Tina still really loved selling, so she was given opportunities to sell Fashion Week projects to clients, and by doing that she had to study what the other Fashion Weeks were doing around the world — how their industries were moving, what their pace was at, and why they were doing the things they were doing. “It made a lot of sense for them, but the Philippines wasn’t set up that way. Here designers were still considered artists, not businesses. But that’s also why Fashion Week was a great vision of Joey, because there was a need that needed to be fulfilled. Designers didn’t have a platform on which to promote themselves.”

Fashion shows, back then, were few and far between, save for the occasional gala shows which the designers had to raise money for themselves. The first few years of Fashion Week was all about brands, however, since there was an influx of foreign labels at the time. When Fashion Week was rebranded as Philippine Fashion Week in 2000, the first four Filipino designers to showcase their collections were Lyle Ibanez, Pepsi Herrera, Audie Espino for EsAc and Edwin Tan.

But it was in 2007, when they celebrated their 10th year, that the group realized they had to step up the game. “We really decided to take this seriously, it can’t be just events, designers, brand shows,” Tina says. “It would have to mean something, have to move businesses forward, and it would have to say something about what our country and what our fashion industry represents here.” They transferred to SMX, which gave them a serious space to work with and the ability to  put on simultaneous shows, and they reformatted the calendar to align with international fashion weeks, giving birth to the spring/summer season (which comes around in October)  and the holiday season (which transpires during summer.)

The professionalization of PFW set the stage for it becoming a springboard for collaborations and international attention. Designers were encouraged to show regularly and each season, to show to buyers, media and clients that they were consistent and that they were evolving. “We give priority to those who want to treat it as a business that ones who have their companies set up, they’re paying their taxes, contributing to the industry, hiring people. Those are the ones we want to focus on,” she states. Michael Cinco, for instance, was “discovered” at Philippine Fashion Week. The designer was already working for a Dubai fashion house, but he wanted to create his own brand, and hit Tina up on Facebook. He showed a 10-piece collection over two seasons before he was given a solo show. And the rest, as they say, is impalpable.

Lesley Mobo also held his first gala at the MOA Arena. Ezra Santos, another top Filipino designer crafting ornate gowns for Arab women, was introduced to us through Cinco. Going the other route, designer Angelo Estera now works in Dubai after being exposed on PFW, and these are just a few examples of the kind of movement generated from the runways. Most of them had or will have a Bench collaboration of some sort.

“It’s a lot of responsibility,” Tina replies when asked about why she loves her job. “I love the work because of the opportunity it provides people, and I think it’s a blessing really to be in a position where you can help people.
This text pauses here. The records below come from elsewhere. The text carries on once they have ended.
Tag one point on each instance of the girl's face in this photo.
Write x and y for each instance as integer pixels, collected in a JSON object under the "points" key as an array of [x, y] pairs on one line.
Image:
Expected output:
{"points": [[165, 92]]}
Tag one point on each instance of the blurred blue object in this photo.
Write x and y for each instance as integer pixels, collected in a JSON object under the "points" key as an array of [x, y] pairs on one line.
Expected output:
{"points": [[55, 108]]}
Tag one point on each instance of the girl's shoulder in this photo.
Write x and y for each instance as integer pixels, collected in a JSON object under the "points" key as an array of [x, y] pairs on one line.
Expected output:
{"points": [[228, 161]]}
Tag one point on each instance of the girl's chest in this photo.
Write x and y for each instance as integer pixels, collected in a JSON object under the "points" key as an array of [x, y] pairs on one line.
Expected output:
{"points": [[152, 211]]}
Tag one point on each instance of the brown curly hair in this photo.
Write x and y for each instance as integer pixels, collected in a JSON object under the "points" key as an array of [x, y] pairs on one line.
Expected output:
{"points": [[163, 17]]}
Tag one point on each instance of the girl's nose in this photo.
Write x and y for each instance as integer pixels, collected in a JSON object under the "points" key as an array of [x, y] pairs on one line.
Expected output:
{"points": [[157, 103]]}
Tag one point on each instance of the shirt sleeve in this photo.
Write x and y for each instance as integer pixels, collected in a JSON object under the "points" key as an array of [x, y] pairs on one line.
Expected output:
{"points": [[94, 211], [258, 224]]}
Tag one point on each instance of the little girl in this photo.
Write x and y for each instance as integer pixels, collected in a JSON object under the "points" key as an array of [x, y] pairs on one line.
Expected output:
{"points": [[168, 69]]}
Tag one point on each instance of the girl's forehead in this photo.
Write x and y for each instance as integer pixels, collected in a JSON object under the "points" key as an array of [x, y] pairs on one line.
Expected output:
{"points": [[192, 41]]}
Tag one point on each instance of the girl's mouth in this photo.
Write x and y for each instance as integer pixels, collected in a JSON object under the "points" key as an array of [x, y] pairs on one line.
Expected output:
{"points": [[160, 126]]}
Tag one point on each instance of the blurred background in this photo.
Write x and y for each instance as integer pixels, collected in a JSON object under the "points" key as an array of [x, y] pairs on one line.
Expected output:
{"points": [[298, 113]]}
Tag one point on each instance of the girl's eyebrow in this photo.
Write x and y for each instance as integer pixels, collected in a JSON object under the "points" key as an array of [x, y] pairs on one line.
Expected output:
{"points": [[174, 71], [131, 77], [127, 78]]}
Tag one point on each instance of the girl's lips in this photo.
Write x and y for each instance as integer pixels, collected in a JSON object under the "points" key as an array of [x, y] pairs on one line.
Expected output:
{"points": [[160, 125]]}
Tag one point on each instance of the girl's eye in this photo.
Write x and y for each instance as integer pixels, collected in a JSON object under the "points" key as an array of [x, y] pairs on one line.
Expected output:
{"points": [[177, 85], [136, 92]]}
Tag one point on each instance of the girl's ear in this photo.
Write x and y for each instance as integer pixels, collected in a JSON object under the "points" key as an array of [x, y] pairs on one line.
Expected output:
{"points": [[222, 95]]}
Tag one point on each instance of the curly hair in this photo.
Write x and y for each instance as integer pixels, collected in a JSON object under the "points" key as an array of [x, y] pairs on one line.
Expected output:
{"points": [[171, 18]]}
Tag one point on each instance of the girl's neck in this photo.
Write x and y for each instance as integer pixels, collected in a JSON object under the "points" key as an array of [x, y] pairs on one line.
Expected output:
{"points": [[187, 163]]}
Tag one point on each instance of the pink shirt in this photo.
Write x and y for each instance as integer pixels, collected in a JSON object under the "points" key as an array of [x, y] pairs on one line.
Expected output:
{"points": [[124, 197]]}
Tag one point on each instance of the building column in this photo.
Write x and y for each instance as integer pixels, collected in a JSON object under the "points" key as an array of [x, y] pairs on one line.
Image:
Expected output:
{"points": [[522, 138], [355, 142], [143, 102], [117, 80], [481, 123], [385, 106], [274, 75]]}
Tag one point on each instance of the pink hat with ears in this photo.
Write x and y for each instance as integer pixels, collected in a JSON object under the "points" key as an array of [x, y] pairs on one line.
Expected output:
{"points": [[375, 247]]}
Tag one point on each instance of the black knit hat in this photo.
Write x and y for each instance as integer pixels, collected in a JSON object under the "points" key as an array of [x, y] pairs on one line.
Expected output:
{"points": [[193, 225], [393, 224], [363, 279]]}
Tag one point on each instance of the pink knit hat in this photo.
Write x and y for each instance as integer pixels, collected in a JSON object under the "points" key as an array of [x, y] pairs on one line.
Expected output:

We want to see the Philippines grow, we want to see designers succeed, and we want to get global media coverage. Filipinos deserve this.”

No one can say the Herreras didn’t work extremely hard to get where they are. But each of them, in their own way, are still discovering their paths and surprising their audiences along the way. “We didn’t know we’d all end up here,” Tina says. “Do what you feel is right and everything else will unfold.”